Manhattan plot of genome wide p values corresponding to response of drug treatment on TGs

Table 2 Top 20 SNPs associated with fenofibrate treatment response
Table 3 Top 20 genomic regions associated with fenofibrate treatment

Discussion and conclusions

In this paper, we developed novel methods for (a) GWAS using longitudinal data and (b) GWAS/genomic region association with response to fenofibrate treatment based on a family-based design. These methods are agnostic to the choice of phenotype and can be generalized to any such study. Although we could not detect any novel biologically relevant locus that is significantly associated with response to fenofibrate treatment, we identified a few loci that are associated with TG and HDL levels. Our belief is that the primary reason for obtaining only a small number of significant association findings is the much smaller sample size in our analyses as compared to conventional GWAS. Validation in a larger sample might throw more light on the roles of the top few significantly associated SNPs and/or genomic regions in controlling TG and HDL levels. Nevertheless, this study emphasizes the effect of administering fenofibrate to individuals with specific genetic profiles.

We pruned the available set of SNPs to an independent set of SNPs in our GWAS, primarily to reduce the multiple-testing burden.

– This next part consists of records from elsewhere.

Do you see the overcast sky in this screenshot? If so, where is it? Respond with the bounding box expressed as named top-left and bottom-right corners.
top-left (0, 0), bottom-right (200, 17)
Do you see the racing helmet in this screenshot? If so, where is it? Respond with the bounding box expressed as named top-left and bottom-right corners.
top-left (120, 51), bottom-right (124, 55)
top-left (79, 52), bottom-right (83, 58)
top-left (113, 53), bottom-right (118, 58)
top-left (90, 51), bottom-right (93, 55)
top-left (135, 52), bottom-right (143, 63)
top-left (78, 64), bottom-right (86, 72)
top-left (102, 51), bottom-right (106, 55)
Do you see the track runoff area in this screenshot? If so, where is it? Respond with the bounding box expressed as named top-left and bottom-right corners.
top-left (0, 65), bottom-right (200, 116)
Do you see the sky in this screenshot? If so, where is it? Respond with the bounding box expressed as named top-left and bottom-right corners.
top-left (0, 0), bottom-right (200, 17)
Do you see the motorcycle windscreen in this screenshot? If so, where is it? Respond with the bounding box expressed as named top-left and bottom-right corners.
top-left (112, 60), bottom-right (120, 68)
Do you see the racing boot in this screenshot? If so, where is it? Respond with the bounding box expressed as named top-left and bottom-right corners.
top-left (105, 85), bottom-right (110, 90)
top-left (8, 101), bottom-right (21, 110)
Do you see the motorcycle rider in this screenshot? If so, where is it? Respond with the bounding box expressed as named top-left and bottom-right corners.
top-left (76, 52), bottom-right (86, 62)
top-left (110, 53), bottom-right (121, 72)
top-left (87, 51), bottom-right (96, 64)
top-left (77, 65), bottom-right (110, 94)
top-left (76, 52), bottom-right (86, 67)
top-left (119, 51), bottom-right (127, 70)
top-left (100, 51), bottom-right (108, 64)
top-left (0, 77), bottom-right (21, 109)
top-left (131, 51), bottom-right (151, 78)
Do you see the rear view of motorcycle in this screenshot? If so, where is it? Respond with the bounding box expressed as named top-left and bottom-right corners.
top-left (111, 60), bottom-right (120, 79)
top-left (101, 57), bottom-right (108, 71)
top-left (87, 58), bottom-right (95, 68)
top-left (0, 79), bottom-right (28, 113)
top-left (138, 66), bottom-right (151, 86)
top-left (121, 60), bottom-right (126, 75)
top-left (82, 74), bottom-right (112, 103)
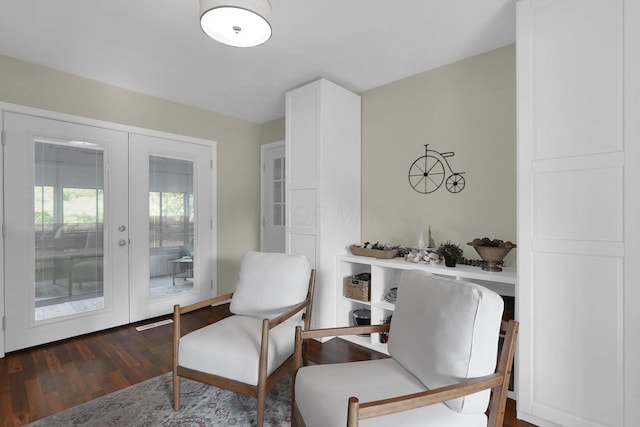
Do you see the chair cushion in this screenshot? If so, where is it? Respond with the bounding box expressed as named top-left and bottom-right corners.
top-left (178, 315), bottom-right (302, 385)
top-left (295, 359), bottom-right (487, 427)
top-left (389, 270), bottom-right (504, 413)
top-left (229, 252), bottom-right (311, 318)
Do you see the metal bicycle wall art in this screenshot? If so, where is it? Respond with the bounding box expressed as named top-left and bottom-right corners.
top-left (409, 144), bottom-right (464, 194)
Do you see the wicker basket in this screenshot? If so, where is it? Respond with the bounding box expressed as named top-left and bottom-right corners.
top-left (349, 245), bottom-right (398, 259)
top-left (344, 273), bottom-right (371, 301)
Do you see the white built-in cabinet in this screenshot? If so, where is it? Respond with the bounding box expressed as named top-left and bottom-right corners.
top-left (285, 79), bottom-right (361, 327)
top-left (516, 0), bottom-right (640, 427)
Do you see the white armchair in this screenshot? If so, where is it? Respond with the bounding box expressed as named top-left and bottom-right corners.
top-left (292, 271), bottom-right (518, 427)
top-left (173, 252), bottom-right (315, 427)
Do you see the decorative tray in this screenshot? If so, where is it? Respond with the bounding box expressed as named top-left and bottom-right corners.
top-left (349, 245), bottom-right (398, 259)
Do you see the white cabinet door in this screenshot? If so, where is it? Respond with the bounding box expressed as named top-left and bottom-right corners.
top-left (4, 112), bottom-right (129, 351)
top-left (516, 0), bottom-right (637, 426)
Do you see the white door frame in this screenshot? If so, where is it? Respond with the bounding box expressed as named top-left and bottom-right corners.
top-left (0, 102), bottom-right (218, 358)
top-left (260, 140), bottom-right (286, 251)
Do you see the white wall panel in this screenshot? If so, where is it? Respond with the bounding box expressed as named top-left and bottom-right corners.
top-left (532, 253), bottom-right (623, 426)
top-left (533, 168), bottom-right (623, 242)
top-left (532, 0), bottom-right (623, 157)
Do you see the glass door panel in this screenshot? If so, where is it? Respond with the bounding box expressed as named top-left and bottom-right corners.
top-left (4, 112), bottom-right (129, 351)
top-left (149, 156), bottom-right (196, 299)
top-left (129, 134), bottom-right (214, 321)
top-left (33, 144), bottom-right (104, 321)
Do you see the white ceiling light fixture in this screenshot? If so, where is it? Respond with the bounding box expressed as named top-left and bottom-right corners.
top-left (200, 0), bottom-right (271, 47)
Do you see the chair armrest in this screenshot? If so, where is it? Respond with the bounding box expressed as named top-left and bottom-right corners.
top-left (293, 323), bottom-right (390, 373)
top-left (347, 373), bottom-right (503, 425)
top-left (174, 292), bottom-right (233, 314)
top-left (269, 299), bottom-right (309, 329)
top-left (301, 323), bottom-right (390, 340)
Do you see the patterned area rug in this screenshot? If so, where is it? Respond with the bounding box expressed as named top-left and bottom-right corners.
top-left (28, 372), bottom-right (291, 427)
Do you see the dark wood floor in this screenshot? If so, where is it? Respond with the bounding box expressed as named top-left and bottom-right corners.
top-left (0, 305), bottom-right (531, 427)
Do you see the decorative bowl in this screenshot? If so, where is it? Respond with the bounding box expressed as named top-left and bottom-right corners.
top-left (467, 242), bottom-right (516, 271)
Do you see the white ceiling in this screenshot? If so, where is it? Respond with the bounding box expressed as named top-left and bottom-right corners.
top-left (0, 0), bottom-right (515, 123)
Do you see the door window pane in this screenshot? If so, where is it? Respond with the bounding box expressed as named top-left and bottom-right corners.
top-left (149, 156), bottom-right (195, 298)
top-left (33, 142), bottom-right (104, 320)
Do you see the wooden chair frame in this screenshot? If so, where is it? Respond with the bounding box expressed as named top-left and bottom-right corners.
top-left (291, 320), bottom-right (519, 427)
top-left (173, 269), bottom-right (316, 427)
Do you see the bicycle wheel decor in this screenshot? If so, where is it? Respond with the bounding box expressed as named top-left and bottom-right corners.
top-left (409, 144), bottom-right (465, 194)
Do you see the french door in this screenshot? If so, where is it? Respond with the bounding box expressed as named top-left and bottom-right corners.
top-left (4, 112), bottom-right (212, 351)
top-left (260, 141), bottom-right (286, 252)
top-left (129, 134), bottom-right (213, 321)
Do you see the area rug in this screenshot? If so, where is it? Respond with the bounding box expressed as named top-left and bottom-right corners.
top-left (28, 372), bottom-right (291, 427)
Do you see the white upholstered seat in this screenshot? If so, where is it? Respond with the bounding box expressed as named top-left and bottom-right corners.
top-left (173, 252), bottom-right (315, 426)
top-left (292, 271), bottom-right (517, 427)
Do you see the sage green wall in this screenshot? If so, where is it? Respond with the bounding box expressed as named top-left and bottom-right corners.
top-left (361, 45), bottom-right (516, 265)
top-left (262, 45), bottom-right (516, 265)
top-left (0, 56), bottom-right (262, 293)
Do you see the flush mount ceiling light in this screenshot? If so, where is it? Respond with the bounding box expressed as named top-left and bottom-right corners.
top-left (200, 0), bottom-right (271, 47)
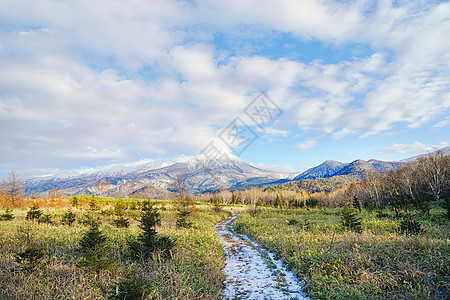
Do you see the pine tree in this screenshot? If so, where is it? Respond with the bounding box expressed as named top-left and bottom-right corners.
top-left (77, 225), bottom-right (115, 274)
top-left (0, 208), bottom-right (14, 221)
top-left (26, 203), bottom-right (43, 221)
top-left (128, 202), bottom-right (175, 258)
top-left (14, 246), bottom-right (46, 271)
top-left (352, 196), bottom-right (361, 212)
top-left (61, 210), bottom-right (76, 226)
top-left (277, 194), bottom-right (283, 208)
top-left (444, 197), bottom-right (450, 220)
top-left (342, 205), bottom-right (362, 232)
top-left (108, 274), bottom-right (156, 300)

Because many studies impute SNPs, and hence augment the number of available SNPs, to explore association findings for previously reported SNPs that have not been genotyped, our strategy has a caveat in the sense of reduction in the overall power of the GWAS. Similarly, while our proposed method involves simultaneous testing of multiple SNPs within a gene in order to evaluate association at the gene level, it may yield lower powers compared to the usual single SNP analyses in GWAS.

We imputed the missing phenotype data using a known heritability value [5] and have applied the EM algorithm. Although studies show that such imputation may lead to some loss of power and hence seems to be a limitation of our current method, the intuition behind the imputation strategy was to use the maximum phenotype data in our analyses. A more general model that includes the genotype data can be developed in a likelihood framework for testing association, but this would increase substantial computational complexity while calculating the test statistic.

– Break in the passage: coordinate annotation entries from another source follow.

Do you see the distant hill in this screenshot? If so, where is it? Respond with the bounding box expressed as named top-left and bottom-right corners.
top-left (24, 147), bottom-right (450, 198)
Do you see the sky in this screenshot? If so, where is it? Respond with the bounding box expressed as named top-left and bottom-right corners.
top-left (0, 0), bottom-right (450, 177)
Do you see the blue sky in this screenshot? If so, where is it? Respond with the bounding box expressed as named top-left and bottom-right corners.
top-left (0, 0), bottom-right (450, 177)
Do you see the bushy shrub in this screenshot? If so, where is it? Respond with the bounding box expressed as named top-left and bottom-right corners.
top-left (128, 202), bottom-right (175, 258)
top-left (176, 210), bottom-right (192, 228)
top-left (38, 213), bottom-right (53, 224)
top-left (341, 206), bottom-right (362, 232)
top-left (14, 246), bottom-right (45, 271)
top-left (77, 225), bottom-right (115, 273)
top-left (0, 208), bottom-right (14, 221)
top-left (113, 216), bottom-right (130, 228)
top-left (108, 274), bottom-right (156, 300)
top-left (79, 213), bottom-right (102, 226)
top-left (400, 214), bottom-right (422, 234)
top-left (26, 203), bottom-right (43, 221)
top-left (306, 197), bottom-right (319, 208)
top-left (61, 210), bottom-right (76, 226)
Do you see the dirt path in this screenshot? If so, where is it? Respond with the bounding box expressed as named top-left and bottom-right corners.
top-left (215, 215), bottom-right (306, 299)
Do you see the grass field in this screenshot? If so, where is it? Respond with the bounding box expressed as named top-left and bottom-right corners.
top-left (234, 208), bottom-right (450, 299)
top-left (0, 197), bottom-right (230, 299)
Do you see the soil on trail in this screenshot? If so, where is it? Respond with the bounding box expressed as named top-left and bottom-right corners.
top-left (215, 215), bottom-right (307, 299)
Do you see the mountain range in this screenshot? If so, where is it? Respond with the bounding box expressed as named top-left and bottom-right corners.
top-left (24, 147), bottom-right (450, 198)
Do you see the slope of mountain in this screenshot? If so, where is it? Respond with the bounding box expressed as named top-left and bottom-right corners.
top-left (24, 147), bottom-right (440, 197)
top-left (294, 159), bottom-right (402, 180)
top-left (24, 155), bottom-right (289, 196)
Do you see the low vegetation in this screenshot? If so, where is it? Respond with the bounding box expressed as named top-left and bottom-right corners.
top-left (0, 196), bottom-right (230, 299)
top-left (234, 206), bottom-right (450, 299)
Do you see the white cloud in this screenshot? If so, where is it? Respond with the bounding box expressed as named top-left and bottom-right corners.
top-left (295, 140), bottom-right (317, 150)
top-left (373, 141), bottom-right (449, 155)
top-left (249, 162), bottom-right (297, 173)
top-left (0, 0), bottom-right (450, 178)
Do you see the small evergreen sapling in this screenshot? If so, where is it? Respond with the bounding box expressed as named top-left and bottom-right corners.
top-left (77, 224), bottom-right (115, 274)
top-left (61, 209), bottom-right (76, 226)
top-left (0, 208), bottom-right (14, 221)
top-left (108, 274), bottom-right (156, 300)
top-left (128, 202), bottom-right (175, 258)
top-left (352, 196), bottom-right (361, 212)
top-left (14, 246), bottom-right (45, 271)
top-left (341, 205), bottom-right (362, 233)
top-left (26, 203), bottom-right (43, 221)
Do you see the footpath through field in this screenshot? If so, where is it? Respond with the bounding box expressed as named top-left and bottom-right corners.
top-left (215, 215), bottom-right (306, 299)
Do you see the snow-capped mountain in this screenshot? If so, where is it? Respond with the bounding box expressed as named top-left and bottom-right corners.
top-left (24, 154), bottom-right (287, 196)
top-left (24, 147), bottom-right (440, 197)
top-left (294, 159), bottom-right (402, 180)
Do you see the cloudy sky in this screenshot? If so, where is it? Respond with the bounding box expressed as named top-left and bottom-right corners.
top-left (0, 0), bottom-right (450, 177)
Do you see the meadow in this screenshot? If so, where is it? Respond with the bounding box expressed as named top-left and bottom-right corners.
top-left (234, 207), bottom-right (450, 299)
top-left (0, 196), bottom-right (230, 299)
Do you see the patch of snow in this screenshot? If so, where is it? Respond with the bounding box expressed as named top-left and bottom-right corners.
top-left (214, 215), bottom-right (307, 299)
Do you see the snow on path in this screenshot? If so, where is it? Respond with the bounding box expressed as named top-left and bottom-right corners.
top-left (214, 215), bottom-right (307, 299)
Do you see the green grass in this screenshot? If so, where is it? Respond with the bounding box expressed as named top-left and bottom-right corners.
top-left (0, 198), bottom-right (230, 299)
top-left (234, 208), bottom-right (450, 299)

Association findings based on any real data set are susceptible to being false positives. If these findings validate previous reports of association, they are more likely to be true positives. In case of novel significant findings, it is necessary to either validate them in an independent data set or, alternatively, to perform extensive simulations under similar genotype and phenotype structures to evaluate the false-positive rates of the underlying test procedures.